The knowledge that she would never have children is something Mantel discusses in Giving Up The Ghost with an admirable lack of self-pity. Indeed, the whole memoir is written with a deft, wry touch. "What you're confronted with in memoir is unmitigated self," Mantel says. In order to be unselfconscious she focused on the sensory, to recover "the texture of the day, the light, the sounds. I can only do any sort of writing by seeding my intellect elsewhere. You do a lot of planning beforehand but when you sit down at the keyboard, it's not the time for thinking but just doing. It's when you get to the end you think, 'Oh, what have I done?'"

Mantel describes herself as "a creature of pharmaceuticals", compelled to be a non-participant. "I don't think I would have been a writer if I hadn't been ill," she muses. "Illness forces you to the wall, so the stance of the writer is forced on you. Writing keeps you still and as long as your brain is working it doesn't matter if your body isn't." When Mantel's thyroid failed, however, she couldn't even take that for granted. "My body and mind started to come to a halt. I would put in frustrating hours, trying to limp to the end of a paragraph and wondering why it didn't work. So now I think, what next? What other tricks does my body have up its sleeve?"

One of the more distressing tricks was an alarming weight-gain. "When this incredible extending woman thing started, I increased my weight by 50 per cent ... I just couldn't get into last week's clothes. It was as if God was teaching me to be humble."

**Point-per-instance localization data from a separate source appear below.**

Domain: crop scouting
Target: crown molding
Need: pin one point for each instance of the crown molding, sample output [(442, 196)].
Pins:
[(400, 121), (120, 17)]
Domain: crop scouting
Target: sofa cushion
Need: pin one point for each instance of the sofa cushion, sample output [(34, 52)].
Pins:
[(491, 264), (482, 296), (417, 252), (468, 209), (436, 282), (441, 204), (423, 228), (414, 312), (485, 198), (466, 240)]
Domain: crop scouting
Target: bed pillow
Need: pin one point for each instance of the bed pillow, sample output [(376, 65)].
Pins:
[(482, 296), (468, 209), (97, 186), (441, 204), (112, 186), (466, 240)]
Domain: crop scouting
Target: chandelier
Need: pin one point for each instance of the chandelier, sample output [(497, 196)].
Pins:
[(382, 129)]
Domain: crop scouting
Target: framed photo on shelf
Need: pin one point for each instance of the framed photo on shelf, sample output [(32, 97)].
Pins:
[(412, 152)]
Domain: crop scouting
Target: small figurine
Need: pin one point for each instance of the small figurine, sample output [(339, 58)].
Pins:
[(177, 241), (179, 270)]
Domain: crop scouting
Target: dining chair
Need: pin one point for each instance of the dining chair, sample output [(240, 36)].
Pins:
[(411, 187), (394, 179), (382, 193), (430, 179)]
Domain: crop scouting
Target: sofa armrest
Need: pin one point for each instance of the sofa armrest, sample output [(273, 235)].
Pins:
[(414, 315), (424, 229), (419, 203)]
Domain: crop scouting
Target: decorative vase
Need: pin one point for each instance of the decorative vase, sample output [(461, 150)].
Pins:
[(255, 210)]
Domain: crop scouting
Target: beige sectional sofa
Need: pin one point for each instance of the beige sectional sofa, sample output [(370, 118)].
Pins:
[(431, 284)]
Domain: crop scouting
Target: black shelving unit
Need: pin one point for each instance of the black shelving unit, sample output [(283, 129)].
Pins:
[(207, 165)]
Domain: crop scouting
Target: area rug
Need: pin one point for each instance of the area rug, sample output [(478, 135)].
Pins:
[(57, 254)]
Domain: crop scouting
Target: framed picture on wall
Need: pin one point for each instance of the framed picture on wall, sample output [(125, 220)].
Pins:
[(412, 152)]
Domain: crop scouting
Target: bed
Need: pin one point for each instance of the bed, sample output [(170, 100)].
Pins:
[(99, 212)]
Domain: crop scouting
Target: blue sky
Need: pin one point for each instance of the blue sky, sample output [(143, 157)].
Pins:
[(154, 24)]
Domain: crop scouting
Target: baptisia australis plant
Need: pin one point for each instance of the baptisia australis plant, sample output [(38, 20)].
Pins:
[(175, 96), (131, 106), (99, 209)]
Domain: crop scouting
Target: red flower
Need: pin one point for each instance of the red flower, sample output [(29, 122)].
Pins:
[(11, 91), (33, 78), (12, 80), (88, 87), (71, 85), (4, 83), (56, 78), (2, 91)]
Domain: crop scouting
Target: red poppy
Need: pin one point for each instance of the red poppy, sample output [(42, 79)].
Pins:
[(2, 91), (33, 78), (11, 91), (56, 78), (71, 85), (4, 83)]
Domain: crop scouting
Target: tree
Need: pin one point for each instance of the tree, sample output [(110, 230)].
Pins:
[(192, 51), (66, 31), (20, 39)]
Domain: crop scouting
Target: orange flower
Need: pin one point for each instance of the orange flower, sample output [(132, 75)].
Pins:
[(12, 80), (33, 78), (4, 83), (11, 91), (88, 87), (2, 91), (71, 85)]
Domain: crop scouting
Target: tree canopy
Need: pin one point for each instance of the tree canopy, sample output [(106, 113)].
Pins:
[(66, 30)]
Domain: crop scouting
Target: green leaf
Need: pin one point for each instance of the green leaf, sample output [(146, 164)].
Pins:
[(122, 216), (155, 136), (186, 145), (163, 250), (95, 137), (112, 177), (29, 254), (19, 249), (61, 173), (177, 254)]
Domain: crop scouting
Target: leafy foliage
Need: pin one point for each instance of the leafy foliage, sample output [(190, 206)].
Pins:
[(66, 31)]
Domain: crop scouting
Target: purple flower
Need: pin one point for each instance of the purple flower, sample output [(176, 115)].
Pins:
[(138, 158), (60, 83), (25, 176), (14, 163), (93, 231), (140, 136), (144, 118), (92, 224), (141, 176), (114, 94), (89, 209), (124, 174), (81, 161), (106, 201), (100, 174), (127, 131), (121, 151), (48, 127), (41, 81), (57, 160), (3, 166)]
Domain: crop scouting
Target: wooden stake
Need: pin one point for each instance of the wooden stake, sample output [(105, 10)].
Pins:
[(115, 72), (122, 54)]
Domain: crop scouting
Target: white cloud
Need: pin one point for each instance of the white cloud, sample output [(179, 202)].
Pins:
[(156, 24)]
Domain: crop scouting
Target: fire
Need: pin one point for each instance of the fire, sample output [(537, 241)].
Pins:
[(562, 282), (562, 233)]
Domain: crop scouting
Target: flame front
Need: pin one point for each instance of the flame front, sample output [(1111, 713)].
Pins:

Over the years, Mantel has observed, "how ignorable you become when you're fat – like a piece of furniture". She continues, "Catholics say that the sacraments are the outward sign of inward grace. Well, I have the outward sign of inward disgrace. I'm like a comic book version of myself." She laughs. "My body is intent on telling the story, so my mind had better go along with it and write the memoir."

Mantel has exorcised some ghosts, but isn't giving up yet. She is working on her ninth novel and recently judged the Granta Best of Young British Novelists selection. "I do have a sense of an era being over," she says. "Whether you're writing fiction or memoir, you come to a certain understanding by the end of it. I feel I have cast some light on my background and still there is so much that is untold."

Biography

Born in Derbyshire in 1952 and educated in Cheshire, Hilary Mantel read law at the LSE. Married at 20, she finished her degree at Sheffield University. She tried social work, then sold frocks in order to write in the evenings. She lived in Africa in the late Seventies. In 1982 she remarried her husband and his job took them to Saudi Arabia. Her first published novel was Every Day is Mother's Day. She won the Hawthornden Prize for An Experiment in Love, and the Shiva Naipaul Memorial Prize for travel writing. Her other novels include Fludd, The Giant O'Brien and A Place of Greater Safety. A memoir, Giving Up The Ghost, and the short stories Learning To Talk (out in July), are published by Fourth Estate. Hilary Mantel lives with her husband in a flat in a converted lunatic asylum.